KARACHI: The country's top businesses advocacy body on Wednesday urged the central bank to cut its benchmark interest rate to stimulate an economy that is struggling to get back on track.
“… need is to bring down the cost of borrowing. The explanations provided to support the current high policy rate are inadequate,” Ehsan Malik, chief executive officer of Pakistan Business Council (PBC) said in a guarded response to the State Bank of Pakistan’s recent initiatives to revive manufacturing.
“Cost-push inflation resulting from sharply higher utility costs and devaluation cannot be curbed by a high lending rate. Neither is pursuing hot deposits to build reserves a valid justification for driving up the cost of doing business.”
Malick said the macroeconomy is stabilizing, latest inflation projections are lower than earlier and it is now time to kick-start the micro-economy on the path to growth.
“This should be accompanied by cascading tariffs to promote domestic industry and the tax incentives for balancing modernization and replacement of plant, earlier withdrawn, should be restored, he added.

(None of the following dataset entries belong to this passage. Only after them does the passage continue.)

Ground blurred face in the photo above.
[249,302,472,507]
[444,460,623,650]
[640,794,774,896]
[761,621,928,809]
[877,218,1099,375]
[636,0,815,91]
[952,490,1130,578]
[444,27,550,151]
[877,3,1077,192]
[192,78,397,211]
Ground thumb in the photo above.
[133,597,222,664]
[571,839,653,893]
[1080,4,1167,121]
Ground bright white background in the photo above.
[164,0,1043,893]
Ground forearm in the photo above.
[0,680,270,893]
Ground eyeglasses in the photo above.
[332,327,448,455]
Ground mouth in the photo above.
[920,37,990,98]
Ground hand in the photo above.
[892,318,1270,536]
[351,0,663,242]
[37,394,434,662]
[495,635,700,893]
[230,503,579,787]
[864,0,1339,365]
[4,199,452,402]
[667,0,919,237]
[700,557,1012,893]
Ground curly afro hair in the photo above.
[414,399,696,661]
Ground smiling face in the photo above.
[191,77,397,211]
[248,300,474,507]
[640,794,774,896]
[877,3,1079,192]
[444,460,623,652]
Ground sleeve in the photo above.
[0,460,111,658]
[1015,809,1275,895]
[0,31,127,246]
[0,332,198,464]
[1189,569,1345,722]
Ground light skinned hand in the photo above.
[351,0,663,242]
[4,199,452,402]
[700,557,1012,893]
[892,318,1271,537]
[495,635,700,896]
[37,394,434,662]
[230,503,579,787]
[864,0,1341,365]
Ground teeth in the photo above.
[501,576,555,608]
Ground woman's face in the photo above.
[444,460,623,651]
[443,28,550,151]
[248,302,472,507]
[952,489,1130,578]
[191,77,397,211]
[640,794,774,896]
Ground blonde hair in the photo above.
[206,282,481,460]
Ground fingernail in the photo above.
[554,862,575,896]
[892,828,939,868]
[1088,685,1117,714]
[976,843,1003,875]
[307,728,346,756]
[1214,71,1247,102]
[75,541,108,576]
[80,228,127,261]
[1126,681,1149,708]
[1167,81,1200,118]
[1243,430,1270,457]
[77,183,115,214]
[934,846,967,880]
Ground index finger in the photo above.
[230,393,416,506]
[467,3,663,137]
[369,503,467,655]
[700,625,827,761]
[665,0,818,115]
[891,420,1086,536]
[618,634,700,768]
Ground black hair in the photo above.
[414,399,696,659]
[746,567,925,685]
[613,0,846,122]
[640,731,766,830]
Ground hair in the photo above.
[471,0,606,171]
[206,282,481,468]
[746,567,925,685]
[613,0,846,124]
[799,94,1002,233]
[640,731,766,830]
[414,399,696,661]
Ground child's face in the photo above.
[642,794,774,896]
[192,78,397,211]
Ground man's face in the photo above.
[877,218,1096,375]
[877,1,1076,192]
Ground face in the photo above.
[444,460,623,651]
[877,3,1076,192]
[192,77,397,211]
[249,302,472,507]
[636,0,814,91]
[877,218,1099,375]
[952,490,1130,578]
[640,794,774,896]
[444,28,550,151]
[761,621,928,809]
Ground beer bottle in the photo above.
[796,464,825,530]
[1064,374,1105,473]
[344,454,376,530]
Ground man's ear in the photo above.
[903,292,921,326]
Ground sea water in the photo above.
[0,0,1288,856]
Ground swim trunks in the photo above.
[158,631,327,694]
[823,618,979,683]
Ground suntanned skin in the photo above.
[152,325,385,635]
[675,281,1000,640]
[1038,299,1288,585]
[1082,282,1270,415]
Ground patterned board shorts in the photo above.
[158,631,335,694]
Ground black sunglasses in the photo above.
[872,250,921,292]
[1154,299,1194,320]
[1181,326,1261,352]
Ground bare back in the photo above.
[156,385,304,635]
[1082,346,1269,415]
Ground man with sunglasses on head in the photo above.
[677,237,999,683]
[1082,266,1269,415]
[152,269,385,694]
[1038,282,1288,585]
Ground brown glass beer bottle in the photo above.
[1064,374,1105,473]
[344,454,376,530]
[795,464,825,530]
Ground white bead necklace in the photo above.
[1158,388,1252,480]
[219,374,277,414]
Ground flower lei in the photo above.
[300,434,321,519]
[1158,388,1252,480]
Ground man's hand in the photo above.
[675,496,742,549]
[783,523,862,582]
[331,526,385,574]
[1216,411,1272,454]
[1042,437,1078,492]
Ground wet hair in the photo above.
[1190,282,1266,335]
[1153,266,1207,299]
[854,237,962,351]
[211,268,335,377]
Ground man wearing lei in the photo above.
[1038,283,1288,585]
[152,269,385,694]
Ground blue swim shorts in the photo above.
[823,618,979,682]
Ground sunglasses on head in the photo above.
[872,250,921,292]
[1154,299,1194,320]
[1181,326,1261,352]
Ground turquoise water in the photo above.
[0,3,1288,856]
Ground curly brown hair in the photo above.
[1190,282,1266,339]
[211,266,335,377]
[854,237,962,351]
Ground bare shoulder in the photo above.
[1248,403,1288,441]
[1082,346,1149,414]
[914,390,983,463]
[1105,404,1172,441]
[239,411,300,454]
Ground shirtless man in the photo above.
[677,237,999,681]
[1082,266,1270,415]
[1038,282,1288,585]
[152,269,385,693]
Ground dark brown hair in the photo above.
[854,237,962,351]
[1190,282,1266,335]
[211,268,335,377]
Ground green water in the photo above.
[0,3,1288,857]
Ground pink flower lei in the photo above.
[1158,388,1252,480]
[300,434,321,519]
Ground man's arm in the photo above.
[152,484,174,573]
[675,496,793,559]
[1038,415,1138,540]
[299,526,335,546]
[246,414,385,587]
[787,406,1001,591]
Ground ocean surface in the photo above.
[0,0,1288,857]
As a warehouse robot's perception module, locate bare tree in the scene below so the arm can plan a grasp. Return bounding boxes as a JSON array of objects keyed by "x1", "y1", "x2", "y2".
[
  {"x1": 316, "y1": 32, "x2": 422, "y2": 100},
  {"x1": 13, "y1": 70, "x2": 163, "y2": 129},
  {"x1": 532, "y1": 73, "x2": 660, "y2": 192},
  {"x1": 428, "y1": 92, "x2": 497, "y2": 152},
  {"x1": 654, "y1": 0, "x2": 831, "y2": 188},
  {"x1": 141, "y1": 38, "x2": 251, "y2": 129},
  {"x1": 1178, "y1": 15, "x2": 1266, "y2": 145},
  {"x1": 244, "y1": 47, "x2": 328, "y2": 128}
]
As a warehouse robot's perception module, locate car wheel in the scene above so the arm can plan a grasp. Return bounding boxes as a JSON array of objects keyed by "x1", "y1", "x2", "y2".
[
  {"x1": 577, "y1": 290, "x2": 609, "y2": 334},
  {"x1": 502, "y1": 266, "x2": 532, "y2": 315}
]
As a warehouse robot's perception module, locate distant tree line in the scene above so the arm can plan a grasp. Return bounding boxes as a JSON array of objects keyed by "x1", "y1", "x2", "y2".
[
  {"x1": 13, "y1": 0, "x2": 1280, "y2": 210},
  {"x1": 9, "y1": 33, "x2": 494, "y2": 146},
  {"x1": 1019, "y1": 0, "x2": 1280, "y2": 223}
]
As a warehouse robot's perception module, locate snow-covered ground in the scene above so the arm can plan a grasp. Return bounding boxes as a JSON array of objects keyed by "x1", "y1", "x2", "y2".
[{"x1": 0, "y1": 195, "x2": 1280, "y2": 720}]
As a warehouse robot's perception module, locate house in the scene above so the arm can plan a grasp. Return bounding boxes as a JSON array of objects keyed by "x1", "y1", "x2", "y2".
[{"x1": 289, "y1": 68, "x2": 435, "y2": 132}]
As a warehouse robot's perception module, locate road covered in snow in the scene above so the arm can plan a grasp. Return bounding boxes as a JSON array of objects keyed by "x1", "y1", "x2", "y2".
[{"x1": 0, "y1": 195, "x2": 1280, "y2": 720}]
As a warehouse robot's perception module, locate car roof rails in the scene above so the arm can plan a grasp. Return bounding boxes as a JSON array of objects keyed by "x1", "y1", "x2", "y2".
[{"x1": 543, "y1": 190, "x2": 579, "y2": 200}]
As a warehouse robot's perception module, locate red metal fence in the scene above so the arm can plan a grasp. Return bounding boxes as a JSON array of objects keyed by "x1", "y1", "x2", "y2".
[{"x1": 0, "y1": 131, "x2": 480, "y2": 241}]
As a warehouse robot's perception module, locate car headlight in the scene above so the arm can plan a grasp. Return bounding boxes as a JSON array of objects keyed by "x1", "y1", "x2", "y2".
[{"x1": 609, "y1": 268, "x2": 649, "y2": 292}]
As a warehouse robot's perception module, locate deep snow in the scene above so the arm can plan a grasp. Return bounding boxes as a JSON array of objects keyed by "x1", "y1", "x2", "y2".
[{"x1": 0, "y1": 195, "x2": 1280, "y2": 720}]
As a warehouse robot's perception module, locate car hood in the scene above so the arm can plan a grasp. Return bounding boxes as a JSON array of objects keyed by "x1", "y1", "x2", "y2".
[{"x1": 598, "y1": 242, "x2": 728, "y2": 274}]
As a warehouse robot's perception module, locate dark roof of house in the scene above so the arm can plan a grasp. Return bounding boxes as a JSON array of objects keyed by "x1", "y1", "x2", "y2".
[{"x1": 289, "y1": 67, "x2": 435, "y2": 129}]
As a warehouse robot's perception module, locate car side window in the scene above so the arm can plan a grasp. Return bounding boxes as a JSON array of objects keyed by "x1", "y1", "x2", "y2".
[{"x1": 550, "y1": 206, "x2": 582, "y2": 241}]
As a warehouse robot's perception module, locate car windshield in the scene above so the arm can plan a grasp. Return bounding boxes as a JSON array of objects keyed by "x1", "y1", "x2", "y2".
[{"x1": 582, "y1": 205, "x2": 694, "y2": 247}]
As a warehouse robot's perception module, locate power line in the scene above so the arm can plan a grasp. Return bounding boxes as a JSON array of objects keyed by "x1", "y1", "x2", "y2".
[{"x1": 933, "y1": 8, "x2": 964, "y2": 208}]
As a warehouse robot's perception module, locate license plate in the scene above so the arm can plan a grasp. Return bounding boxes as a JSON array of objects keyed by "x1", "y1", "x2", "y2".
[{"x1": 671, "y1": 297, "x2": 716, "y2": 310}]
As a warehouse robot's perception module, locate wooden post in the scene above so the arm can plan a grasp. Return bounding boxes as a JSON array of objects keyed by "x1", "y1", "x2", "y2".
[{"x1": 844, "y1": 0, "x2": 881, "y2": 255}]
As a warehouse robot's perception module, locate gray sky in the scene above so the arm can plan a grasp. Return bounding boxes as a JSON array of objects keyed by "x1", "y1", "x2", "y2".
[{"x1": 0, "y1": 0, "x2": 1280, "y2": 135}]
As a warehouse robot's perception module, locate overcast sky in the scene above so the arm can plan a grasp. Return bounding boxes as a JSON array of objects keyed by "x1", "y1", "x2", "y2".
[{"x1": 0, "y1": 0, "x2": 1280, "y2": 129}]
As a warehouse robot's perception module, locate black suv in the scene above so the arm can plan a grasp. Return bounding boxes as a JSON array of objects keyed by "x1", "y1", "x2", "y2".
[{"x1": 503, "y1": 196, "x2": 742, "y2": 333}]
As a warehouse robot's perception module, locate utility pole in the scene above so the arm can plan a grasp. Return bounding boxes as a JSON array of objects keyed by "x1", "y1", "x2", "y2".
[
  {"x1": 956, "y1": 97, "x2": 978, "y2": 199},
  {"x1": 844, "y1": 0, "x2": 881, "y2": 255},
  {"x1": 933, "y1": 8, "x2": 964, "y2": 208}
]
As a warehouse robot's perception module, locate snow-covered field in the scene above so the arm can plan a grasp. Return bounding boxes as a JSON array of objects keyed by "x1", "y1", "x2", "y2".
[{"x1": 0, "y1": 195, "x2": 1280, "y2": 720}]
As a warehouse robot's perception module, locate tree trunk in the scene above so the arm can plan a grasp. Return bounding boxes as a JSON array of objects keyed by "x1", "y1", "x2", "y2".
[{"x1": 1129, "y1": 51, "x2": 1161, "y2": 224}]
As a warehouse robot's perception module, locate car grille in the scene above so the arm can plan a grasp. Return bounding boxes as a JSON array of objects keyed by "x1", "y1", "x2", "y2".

“It is lamentable that we neither have an industrial policy nor an export policy but instead continue with the policy of using tariffs to chase revenue rather than promote domestic value-addition.”
The CEO welcomed the Rs100 billion augmentation to concessional funding under the LFF and the LTFF schemes for exporters. “With 7 of the top 10 exporters amongst our membership, the PBC has been advocating additional funding lines, especially to enhance capacity. Without additional capacity, Pakistan will not be able to take a meaningful share of the diversion of supplies from China to USA, which other countries are grabbing.”
He went on to say that the finance advisor Hafeez Shaikh’s recent announcement of replacing the non-discountable tax refund notes with cash will ease the cash flow constraints that have been throttling the industry.
Malick said the liberalization of the advance payments for imported raw materials and for procurement of services from abroad is a welcome move. “The SBP had consulted the PBC on this and whilst the move is in the right direction, we had recommended that the limit be set at $100,000, which we hope, the country’s improving reserves will soon allow,” he stated.
The BPC also appreciated the SBP Governor’s decision to involve the PBC together with the Pakistan Banks Association to making the approval process for remittances more transparent and the remittance dates more predictable.